The tool takes a list of directories and repositories as input. It provides an option to use a local directory or a repository link. In the latter case, the tool clones the repositories to a temporary folder or a folder specified by the user. For each repository or directory, the tool generates a list of all packages. It then runs the stress command on each package that contains tests (discovered by running go test
). Although primarily designed for unit tests, the tool can be used for other types of tests as well. The test results are added to a report, which is saved at the user-specified path.
To use this tool, you need to have the Go stress tool installed. To install it, run the following command:
go install golang.org/x/tools/cmd/stress@latest
Then you can install the tool by:
go install github.com/AlinaSecret/multi-stress-test/cmd/multi-stress@latest
The tool requires two parameters: a path to a YAML file containing a list of repositories and directories to test, and a path to a file where the report will be saved (path should end with .xlsx).
usage: multi-stress [-h|--help] -y|--yaml "<value>" [-o|--output "<value>"]
[-t|--time <integer>] [-p|--parallel <integer>]
[-w|--workers <integer>] [-d|--directory "<value>"]
[-v|--verbose]
Command-line application
Arguments:
-h --help Print help information
-y --yaml Path to the YAML file containing the list of repositories
and directories to test
-o --output Path to the output file where the report will be saved should end with xlsx
-t --time Time duration for stress test per package (in seconds).
Default: 10
-p --parallel Number of parallel processes to run stress tests per
package. Default: 8
-w --workers Number of packages to run stress tests in parallel (should
be synchronized with the number of parallel processes per
package). Default: 3
-d --directory Directory to clone all repositories. If not specified,
repositories will be cloned in a temporary directory that
will be deleted
-v --verbose Enable verbose logging. Default: false
Here is an example: (you don't have to specify both repositories and directories if you want you can ues only one of them)
Repositories:
- [email protected]:exampleuser/repository1.git
- [email protected]:exampleuser/repository2.git
- [email protected]:exampleuser/repository3.git
- [email protected]:exampleuser/repository4.git
Directories:
- /path/to/repository1
- /path/to/repository2
- /path/to/repository3
- /path/to/repository4
The report is presented in tabular form, where each row represents a Go package. The following information is included for each package:
- Repository: The repository of the package.

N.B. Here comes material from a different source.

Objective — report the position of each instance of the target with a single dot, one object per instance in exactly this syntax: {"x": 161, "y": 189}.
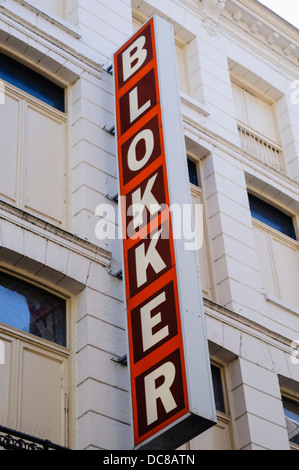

- Package Name: The full name of the package.
- Test Run Count: The number of times the tests were run.
- Tested: Indicates whether the package contains tests. If there are no tests, this value is set to false.
- Skipped: Indicates whether this package was skipped (currently not supported but included for future usage).
- Time: The duration of the test run.
- Failures: The number of times the tests failed.
- Failure Message: If a failure occurs, the error message will appear in this column.
The rows are color-coded: green for successful tests, yellow for packages without tests or skipped packages, and red for test failures.
Here is an example report:
This tool is a basic project and lacks features such as skipping specific packages, custom configuration of parameters per repository or directory, and unit test support.